Hu, 55, has long helped shape Chinese development policy, submitting advice to top leaders from his book-lined office in the capital's university district.

But his advocacy of steep, mandatory cuts to its emissions by as soon as 2010 puts him at odds with his government's insistence that poorer countries should not take on such caps any time soon.

China has insisted that, as a developing country with relatively low average greenhouse gas output per person, it must grow first and not accept any caps until it becomes wealthier.

China's emissions of carbon dioxide, the main greenhouse gas pollutant from burning fossil fuels, was an average 4.1 tonnes per person in 2005, according to the International Energy Agency. The United States' per-capita average was 20.1 tonnes.

Beijing also points out that rich countries, during their industrial growth, created most of the accumulated greenhouse gas pollution now threatening to dangerously disrupt the climate.

Under the Kyoto Protocol, only 37 developed nations have obligations to curb emissions until 2012, when the pact's first phase expires.

But many rich nations are failing to meet their reduction targets, and the United States refused to ratify the Protocol, arguing it was unfair to leave China and other big polluters untethered.

"NOT A DEVELOPING COUNTRY IN THE USUAL SENSE"

In a torrent of Chinese and English, Hu laid out his argument for a radically different strategy for Beijing.
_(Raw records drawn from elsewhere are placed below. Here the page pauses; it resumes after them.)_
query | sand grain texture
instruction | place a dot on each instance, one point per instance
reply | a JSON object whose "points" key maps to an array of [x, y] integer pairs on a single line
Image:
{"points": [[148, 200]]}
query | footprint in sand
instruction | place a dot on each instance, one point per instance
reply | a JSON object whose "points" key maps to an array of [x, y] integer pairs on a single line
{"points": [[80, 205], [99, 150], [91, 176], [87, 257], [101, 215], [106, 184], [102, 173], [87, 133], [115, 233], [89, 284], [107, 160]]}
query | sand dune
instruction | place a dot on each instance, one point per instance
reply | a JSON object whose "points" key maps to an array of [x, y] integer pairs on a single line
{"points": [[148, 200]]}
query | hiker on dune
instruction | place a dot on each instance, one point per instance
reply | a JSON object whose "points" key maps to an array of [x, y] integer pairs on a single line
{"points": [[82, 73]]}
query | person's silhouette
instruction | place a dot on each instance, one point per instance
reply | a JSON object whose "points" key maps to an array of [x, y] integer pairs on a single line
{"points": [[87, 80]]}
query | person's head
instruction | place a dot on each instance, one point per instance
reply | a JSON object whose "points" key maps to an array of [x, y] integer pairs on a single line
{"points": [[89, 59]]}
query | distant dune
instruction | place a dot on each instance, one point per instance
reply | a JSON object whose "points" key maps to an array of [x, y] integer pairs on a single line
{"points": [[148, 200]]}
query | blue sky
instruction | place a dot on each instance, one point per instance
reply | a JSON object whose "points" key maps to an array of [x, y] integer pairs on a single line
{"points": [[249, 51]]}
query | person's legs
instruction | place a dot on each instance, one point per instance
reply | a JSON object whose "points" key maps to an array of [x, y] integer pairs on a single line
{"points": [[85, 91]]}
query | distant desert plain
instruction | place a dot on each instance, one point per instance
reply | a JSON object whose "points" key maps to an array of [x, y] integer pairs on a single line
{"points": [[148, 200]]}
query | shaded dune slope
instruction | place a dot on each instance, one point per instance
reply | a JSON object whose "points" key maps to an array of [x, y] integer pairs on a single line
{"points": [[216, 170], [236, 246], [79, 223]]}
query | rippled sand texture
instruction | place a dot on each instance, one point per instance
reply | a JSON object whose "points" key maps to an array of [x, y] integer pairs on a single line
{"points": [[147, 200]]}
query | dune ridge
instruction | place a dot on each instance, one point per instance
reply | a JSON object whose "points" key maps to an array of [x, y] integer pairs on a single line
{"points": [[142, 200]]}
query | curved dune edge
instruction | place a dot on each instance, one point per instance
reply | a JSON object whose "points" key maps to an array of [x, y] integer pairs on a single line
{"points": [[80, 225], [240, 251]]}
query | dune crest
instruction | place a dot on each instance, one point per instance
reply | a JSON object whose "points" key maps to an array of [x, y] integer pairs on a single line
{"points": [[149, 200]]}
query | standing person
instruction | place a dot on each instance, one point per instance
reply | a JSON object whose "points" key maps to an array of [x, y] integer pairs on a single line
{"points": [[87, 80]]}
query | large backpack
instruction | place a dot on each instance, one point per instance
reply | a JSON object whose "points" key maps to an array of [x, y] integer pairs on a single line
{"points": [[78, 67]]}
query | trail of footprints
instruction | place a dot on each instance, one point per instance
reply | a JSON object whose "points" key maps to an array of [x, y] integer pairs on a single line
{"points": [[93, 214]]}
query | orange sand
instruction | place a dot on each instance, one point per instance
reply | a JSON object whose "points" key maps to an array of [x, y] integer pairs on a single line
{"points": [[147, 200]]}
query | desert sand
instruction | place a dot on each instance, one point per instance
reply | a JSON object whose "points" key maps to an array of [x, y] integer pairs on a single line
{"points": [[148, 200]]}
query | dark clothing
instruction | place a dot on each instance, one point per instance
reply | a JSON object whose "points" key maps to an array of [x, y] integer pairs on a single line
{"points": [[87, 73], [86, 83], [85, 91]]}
China is fast emerging from the ranks of other Third World countries, and the sheer size of its emissions places special obligations on it, he said. Many experts believe China's carbon dioxide emissions already rival the United States'.

"China is not a developing country in the usual sense. It's a constantly advancing country," he said.

"When China becomes the top polluter, it must also shoulder its responsibility to reduce emissions....China must assume its due obligations, even though the current leaders haven't grasped this."

Hu's proposed scheme for determining emission reduction burdens places countries in four tiers using the U.N. Development Programme's human development index.

China, he said, was climbing from the second tier into the first. And as it and other countries rise up the ladder, they should come under tightening obligations to cut greenhouse gas pollution, he said.

"If China does not actively cooperate ..., not only China but also globally we will suffer from this disaster," he said. "Now it's already too late, but any later and there's nothing we can do."

Hu also said his country, often regarded with suspicion by the West, could win international acclaim and a technological and economic headstart by transforming itself into a "green" power.

But the chances of such a sea change happening before Copenhagen were slim, Hu said.

"Copenhagen is more likely to fail than succeed," he said. "We just want to use the Copenhagen green summit to make Chinese people and leaders understand that China has a responsibility to the world."